Pada “Open House” Natal tahun berikutnya 2016 penulis berkesempatan hadir kembali atas undangan Kesusteraan jalan Ambon. Sus Gera mengajak yang hadir pada saat itu untuk bernyanyi bersama lagu-lagu rohani Katolik diiringi gitar oleh seorang suster. Hadirin dibagikan buku saku lagu-lagu rohani yang sudah diberi tanda untuk dinyanyikan.
Lagu-lagu yang dinyanyikan bersama hadirin yang non Katolik tidak ada satu pun lagu yang ada kata-kata “Tuhan Yesus”. Padahal waktu penulis meneliti kembali lagu-lagu lainnya, banyak yang menggunakan kata “Tuhan Yesus”, tapi tidak dipilihkan untuk dinyanyikan bersama. Begitulah cara suster-suster menghormati kami yang hadir tidak menjebak keyakinan yang paling krusial perbedaannya.

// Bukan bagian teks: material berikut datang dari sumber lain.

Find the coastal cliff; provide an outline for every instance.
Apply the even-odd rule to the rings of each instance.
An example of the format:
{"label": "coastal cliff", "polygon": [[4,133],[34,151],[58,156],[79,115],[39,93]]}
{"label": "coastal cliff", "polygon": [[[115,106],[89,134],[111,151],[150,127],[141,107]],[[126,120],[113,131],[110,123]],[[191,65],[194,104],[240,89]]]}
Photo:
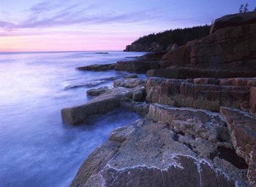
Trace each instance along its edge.
{"label": "coastal cliff", "polygon": [[209,36],[118,62],[148,78],[115,80],[63,109],[74,124],[116,107],[141,116],[115,130],[70,186],[256,186],[255,18],[225,16]]}
{"label": "coastal cliff", "polygon": [[210,33],[210,26],[176,29],[153,33],[140,38],[126,46],[124,51],[159,52],[168,50],[173,44],[183,45],[189,41],[206,36]]}

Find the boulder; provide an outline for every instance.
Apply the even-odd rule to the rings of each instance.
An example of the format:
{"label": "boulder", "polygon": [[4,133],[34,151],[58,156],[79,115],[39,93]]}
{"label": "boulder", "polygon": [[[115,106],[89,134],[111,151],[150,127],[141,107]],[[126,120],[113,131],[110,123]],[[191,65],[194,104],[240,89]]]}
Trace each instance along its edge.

Pada kesemparan lain, beberapa kali Sus Gera mengajak saudara rohaninya dari Amerika Serikat, Kanada, suster-suster China bahkan terakhir dari India dan Uganda yang ingin mengetahui tentang Islam. Suster Gera mengajak mereka datang ke Masjid Mubarak Bandung. Penulis sangat ingin tahu alasan menjadikan Masjid Ahmadiyah sebagai rujukan belajar Islam. Sus Gera mengatakan, “Saya nyaman dengan orang-orang Ahmadiyah.” Jawaban singkat namun sangat mendamaikan.
Persamaan akidah, presepi dan pendapat adalah hal yang paling menyenangkan. Tapi, apakah persamaan itu akan selalu kita dapatkan? Bahkan kita yang lahir dari orang tua yang sama pun mempunyai saudara kandung yang berlainan tabiat, walau dididik dengan cara yang sama.
Perbedaan adalah anugerah. Ketika orang di sekitar kita meributkan nilai dari sebuah kepantasan atas sebuah pilihan, sebenarnya kita patut bersyukur karena tidak semua orang mampu menerima sebuah perbedaan. Pernah dengar ‘beda itu indah?’ Ya, begitulah sebenarnya esensi dari sebuah perbedaan, yaitu adanya keindahan. Keindahan toleransi, keindahan pemikiran, dan keindahan sudut pandang.